Continuous Guard Fuzzing¶
A static adversarial suite checks a fixed list of attacks; a fuzzer mutates a seed
corpus round after round and surfaces the variant a guard fails to flag. The
ContinuousFuzzer takes a guard predicate and a corpus of strings the guard
should flag, applies obfuscating mutations, and reports every one that slipped
through — plus any seed the guard missed outright.
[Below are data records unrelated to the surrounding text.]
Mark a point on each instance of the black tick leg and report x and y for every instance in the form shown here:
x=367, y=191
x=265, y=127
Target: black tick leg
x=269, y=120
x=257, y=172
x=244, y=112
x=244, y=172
The RNG is seeded, so each
finding is replayable as a regression case.
Quick start¶
from director_ai import ProductionGuard
from director_ai.core.config import DirectorConfig
fuzzer = ProductionGuard(DirectorConfig()).continuous_fuzzer(seed=0)
# predicate: True means "the guard flags this as an attack".
def guard_flags(text: str) -> bool:
return my_injection_detector.is_attack(text)
report = fuzzer.run(guard_flags, rounds_per_seed=50) # default attack corpus
print(report.ok) # False if any mutation bypassed the guard
for bypass in report.bypasses:
print(bypass.operator, "→", bypass.mutation) # replayable obfuscation
Mutation operators¶
Each operator perturbs an attack string while a human still reads the same intent:
| Operator | Obfuscation |
|---|---|
case_flip |
Randomised upper/lower casing. |
whitespace_inject |
Stray spaces, tabs, newlines between characters. |
zero_width_inject |
Zero-width spaces/joiners/BOM sprinkled in. |
homoglyph_substitute |
Latin letters → confusable Cyrillic homoglyphs. |
leetspeak |
a→4, e→3, i→1, o→0, s→5, t→7. |
char_duplicate |
Doubles a sample of characters. |
delimiter_inject |
Splices chat/template delimiters (</s>, [INST], …). |
Pass a custom mutators mapping to ContinuousFuzzer to add domain-specific
operators.
The report¶
run(predicate, corpus=None, rounds_per_seed=25) returns a FuzzReport:
| Field | Meaning |
|---|---|
seeds_tested |
Number of corpus seeds. |
mutations_run |
Total mutations evaluated. |
bypasses |
Bypass(operator, seed, mutation) for each mutation the guard missed. |
seed_misses |
Seeds the guard failed to flag even unmutated (a baseline gap). |
operators_used |
Which operators were exercised. |
ok |
True only when there were no bypasses and no seed misses. |
A seed the guard cannot even flag unmutated is reported as a seed_miss and is
not mutated further — fix the baseline first. Wire run() into CI to fail the
build when report.ok is False, turning bypass discovery into a standing
regression gate. The bypass payloads are attack-corpus mutations, not tenant
data, so they are safe to surface to the security team for triage.